Consider a quadratic equation:

$ax^2 + bx + c = 0$

We are often told that the expression $b^2 - 4ac$ — known as the discriminant — determines how many real roots the equation has.

But why does this happen?

The Key Observation

Using the quadratic formula:

$x = \frac{-b \pm \sqrt{b^2 - 4ac}}{2a}$

we see that everything depends on the square root term

$\sqrt{b^2 - 4ac}$

The nature of this square root determines the number of real solutions.

Case 1: $b^2 - 4ac > 0$

If the discriminant is positive, then $\sqrt{b^2 - 4ac}$ is a real, non-zero number.

This means the $\pm$ sign gives two different values, so the quadratic has two distinct real roots.

Case 2: $b^2 - 4ac = 0$

If the discriminant is zero, then

$\sqrt{b^2 - 4ac} = 0$

So the formula becomes

$x = \frac{-b}{2a}$

Both values collapse into one, so the quadratic has one repeated real root.

Case 3: $b^2 - 4ac < 0$

If the discriminant is negative, then $\sqrt{b^2 - 4ac}$ is not a real number.

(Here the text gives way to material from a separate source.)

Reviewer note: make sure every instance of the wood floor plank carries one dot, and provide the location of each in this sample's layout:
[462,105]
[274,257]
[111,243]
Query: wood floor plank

So the quadratic has no real roots.

A Graphical Interpretation

Now consider the graph

$y = ax^2 + bx + c$

The roots of the quadratic are exactly the points where the graph meets the $x$-axis.

  • If $b^2 - 4ac > 0$, the graph crosses the $x$-axis twice.
  • If $b^2 - 4ac = 0$, the graph just touches the $x$-axis once.
  • If $b^2 - 4ac < 0$, the graph does not meet the $x$-axis at all.

So the discriminant determines how many times the graph intersects the $x$-axis, which is why it determines how many real roots there are.

Conclusion

The discriminant is not just a number to calculate mechanically. It controls the square root term in the quadratic formula, and that in turn determines whether the equation has two, one, or no real roots.